Date: Thu Jul 01 2010

    > > The problem with slavishly following the charset parameter is that it
    > > is often incorrect.

    > I wonder how you could draw such a conclusion. In order to make such
    > a statement, there must be some other (god-given?) parameter, which is the "real charset".

    > Each and every program (webbrowser, newsreader, e-mailer ...)

    Actually, historically, that's not quite right. NOW they do (if they're behaving), but in the past they often just used whatever the system code page is. Even worse, people would write in one local code page, stick it on an en-US server, and then "test" it on the same source machine (same locale), so then it "worked", but only for them. Once it gets read by a different machine it doesn't work.

    Even worse, either the editing software, or the server, might mistag the code page because they were trying to fill in missing information. And there was a common abuse of the ISO code pages for what were really windows code page encoded data.

    So, now, in theory, and in well-behaved environments, the taggings are much more accurate, however it can be difficult to distinguish correctly tagged data from mis-tagged data. Using UTF-8 helps a ton, because it's pretty obvious that it's UTF-8.

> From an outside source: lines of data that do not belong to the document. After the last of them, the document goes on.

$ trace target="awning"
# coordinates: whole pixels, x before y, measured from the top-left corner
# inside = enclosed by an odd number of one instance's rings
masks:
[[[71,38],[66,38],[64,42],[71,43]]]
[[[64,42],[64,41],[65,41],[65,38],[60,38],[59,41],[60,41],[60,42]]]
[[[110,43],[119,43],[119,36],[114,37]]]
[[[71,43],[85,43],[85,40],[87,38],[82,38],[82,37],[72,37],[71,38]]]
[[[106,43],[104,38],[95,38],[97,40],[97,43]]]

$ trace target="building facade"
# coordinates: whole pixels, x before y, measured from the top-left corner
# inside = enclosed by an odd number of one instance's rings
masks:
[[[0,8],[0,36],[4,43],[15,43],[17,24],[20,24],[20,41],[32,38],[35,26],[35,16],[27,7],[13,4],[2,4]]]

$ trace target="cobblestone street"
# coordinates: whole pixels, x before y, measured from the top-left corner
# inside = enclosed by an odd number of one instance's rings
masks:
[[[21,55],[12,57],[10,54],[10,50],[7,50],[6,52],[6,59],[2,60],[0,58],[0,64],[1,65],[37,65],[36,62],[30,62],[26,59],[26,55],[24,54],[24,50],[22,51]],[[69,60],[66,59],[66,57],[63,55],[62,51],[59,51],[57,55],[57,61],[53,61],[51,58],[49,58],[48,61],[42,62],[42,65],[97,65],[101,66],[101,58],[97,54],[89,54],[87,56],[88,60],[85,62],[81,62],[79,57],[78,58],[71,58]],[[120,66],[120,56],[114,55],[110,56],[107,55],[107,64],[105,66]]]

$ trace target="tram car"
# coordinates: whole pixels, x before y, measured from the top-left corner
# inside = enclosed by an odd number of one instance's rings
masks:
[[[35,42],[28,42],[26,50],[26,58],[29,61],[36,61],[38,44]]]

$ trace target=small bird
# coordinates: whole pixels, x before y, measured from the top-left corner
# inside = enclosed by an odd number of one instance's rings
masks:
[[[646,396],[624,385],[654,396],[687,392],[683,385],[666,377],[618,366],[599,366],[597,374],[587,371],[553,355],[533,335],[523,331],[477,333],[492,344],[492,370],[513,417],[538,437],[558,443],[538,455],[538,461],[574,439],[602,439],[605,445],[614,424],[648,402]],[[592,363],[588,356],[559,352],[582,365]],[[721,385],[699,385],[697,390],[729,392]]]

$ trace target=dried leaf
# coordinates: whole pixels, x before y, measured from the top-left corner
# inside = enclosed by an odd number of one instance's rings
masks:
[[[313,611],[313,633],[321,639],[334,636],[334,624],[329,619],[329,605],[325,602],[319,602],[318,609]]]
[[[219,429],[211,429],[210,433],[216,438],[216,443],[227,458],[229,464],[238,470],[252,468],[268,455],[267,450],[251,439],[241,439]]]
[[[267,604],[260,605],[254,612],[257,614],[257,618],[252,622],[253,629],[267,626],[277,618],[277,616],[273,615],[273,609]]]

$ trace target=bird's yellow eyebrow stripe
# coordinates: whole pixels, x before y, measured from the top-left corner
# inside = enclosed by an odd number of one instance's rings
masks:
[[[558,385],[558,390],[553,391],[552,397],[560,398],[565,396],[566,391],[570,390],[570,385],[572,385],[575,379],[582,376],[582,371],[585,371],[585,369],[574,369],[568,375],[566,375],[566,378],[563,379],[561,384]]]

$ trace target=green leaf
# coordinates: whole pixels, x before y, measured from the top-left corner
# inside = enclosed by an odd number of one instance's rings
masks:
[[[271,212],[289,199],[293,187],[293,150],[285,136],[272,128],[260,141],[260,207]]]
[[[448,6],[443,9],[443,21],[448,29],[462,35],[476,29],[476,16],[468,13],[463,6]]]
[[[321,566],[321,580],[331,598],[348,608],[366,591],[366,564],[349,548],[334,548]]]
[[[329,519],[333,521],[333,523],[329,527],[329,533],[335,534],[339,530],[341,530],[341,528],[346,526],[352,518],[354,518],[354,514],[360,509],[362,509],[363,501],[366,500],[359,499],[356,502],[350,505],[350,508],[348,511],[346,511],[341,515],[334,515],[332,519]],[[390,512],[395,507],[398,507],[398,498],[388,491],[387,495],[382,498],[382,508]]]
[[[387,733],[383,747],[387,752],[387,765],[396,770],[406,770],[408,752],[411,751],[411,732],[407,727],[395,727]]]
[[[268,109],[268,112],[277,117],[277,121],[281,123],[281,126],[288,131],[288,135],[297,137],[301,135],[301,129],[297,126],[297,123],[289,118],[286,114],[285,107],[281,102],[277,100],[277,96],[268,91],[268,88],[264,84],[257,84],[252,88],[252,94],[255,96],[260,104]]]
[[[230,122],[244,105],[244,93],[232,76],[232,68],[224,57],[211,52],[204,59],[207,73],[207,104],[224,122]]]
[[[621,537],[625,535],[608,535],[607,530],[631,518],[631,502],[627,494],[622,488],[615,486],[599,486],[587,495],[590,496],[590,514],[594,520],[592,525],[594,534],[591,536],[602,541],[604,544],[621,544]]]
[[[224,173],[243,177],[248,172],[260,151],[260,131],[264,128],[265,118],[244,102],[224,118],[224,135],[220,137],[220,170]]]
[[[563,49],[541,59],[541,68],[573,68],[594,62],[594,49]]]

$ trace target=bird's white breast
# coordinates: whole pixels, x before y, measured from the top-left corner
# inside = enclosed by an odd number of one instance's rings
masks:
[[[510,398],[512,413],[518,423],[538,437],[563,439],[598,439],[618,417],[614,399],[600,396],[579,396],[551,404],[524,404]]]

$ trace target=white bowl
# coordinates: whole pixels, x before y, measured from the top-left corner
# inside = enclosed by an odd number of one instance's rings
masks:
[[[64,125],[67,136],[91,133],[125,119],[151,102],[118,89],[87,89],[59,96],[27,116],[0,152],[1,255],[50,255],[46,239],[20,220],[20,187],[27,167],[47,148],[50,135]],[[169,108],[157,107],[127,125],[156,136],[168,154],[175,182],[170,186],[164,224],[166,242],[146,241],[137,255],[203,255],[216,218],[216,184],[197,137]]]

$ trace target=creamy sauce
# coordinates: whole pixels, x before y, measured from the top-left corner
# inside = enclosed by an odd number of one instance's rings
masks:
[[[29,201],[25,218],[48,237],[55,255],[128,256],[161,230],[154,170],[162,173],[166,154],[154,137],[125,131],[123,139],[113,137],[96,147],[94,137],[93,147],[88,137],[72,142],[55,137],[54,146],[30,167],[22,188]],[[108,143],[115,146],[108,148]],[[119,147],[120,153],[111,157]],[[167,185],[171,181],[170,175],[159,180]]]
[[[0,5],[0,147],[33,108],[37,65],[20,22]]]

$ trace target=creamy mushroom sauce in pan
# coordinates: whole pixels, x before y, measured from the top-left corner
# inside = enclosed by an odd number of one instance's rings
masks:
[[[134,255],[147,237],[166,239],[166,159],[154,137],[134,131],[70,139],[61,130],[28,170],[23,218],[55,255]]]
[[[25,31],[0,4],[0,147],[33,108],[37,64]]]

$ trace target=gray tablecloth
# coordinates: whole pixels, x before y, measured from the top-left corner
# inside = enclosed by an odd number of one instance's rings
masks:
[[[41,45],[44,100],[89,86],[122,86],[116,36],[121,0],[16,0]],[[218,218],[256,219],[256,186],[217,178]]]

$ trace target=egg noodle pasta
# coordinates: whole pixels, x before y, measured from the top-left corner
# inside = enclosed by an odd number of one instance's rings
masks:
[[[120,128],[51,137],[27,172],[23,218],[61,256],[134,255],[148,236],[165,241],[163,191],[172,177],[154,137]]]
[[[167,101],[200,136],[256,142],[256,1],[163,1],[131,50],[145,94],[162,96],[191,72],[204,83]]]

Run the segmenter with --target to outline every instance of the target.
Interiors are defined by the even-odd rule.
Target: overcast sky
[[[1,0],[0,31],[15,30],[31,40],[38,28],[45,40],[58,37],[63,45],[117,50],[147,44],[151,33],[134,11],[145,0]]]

    Anyway, I have no clue what Google's doing, however mis-tagging of data is a common problem in the industry, and a great reason to use Unicode. Some countries have an even bigger problem do to variations in implementations of their commonly used code pages, and extensions which may, or may not, always be supported. It's also part of why you occasionally see things like badly marked up rich quotes on major news sites, even now.